Oder wenn der Netzwerk-Psychologe Knut Werner-Rosen (einmal
mehr) unhinterfragt "Intersex-AktivistInnen" mit Zwangsoperateuren
gleichsetzen darf: "Knut Werner-Rosen warnt [...] davor, den Betroffenen
jetzt mit umgekehrtem Vorzeichen vorzuschreiben, was richtig für sie sei."
Sprich, die "Intersex-AktivistInnen" (Medizynerdeutsch = erwachsene
zwangsoperierte Zwitter) sollen bloss den "Betroffenen"

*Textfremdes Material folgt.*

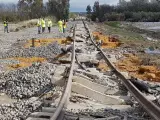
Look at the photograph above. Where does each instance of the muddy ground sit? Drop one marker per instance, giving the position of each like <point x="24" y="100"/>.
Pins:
<point x="135" y="36"/>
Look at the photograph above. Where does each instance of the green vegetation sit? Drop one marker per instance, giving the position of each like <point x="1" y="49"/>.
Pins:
<point x="133" y="10"/>
<point x="72" y="15"/>
<point x="32" y="9"/>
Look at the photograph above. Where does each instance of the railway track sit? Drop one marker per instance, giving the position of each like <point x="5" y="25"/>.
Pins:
<point x="58" y="113"/>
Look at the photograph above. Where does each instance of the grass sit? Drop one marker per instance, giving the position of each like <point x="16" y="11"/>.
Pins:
<point x="114" y="24"/>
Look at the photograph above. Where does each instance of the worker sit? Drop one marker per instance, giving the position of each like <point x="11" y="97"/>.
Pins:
<point x="60" y="24"/>
<point x="64" y="26"/>
<point x="49" y="25"/>
<point x="39" y="26"/>
<point x="43" y="23"/>
<point x="6" y="26"/>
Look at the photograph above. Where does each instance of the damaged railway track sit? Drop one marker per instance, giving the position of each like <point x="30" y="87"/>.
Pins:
<point x="89" y="88"/>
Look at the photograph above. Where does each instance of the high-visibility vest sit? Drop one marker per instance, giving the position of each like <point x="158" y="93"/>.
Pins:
<point x="65" y="25"/>
<point x="60" y="23"/>
<point x="43" y="23"/>
<point x="49" y="23"/>
<point x="39" y="23"/>
<point x="5" y="23"/>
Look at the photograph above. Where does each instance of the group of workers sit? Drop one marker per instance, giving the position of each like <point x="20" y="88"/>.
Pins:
<point x="41" y="24"/>
<point x="62" y="26"/>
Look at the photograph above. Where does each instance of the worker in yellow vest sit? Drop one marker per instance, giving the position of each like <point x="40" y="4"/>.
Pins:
<point x="6" y="26"/>
<point x="39" y="26"/>
<point x="43" y="23"/>
<point x="49" y="25"/>
<point x="60" y="24"/>
<point x="64" y="26"/>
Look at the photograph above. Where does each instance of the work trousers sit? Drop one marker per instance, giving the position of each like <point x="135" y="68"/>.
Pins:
<point x="43" y="29"/>
<point x="64" y="30"/>
<point x="49" y="29"/>
<point x="61" y="29"/>
<point x="39" y="29"/>
<point x="6" y="29"/>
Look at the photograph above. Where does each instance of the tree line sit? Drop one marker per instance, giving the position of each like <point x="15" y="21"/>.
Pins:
<point x="30" y="9"/>
<point x="133" y="10"/>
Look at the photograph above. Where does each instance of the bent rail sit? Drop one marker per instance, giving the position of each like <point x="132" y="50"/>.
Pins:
<point x="66" y="95"/>
<point x="149" y="106"/>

(Medizynerdeutsch = die Eltern der zu operierenden Kinder) nicht dreinreden
können, wenn sie ihre Kleinkinder ohne deren Einwilligung genital
zwangsoperieren lassen wollen. Obwohl die grosse Mehrzahl der Zwangsoperierten
hinterher ein Leben lang nicht nur körperlich geschädigt, sondern auch massiv
traumatiert sind, mit ähnlichen schweren Folgeschäden wie nach
Kindesmisshandlung oder Folter. Aber davon schweigt Knut Werner-Rosen vornehm –
und auch die taz hakt nicht nach.
Es ist noch ein weiter Weg ...
>>>
http://www.taz.de/regional/nord/nord-aktuell/artikel/1/identitaet-unterm-skalpell/
[PS In eigener Sache: Aus verschiedenen Gründen
kriegte ich leider die Kurve nicht zur Anhörung in Hamburg, weshalb aus dem
angekündigten Bericht vor Ort nichts wird, sorry.]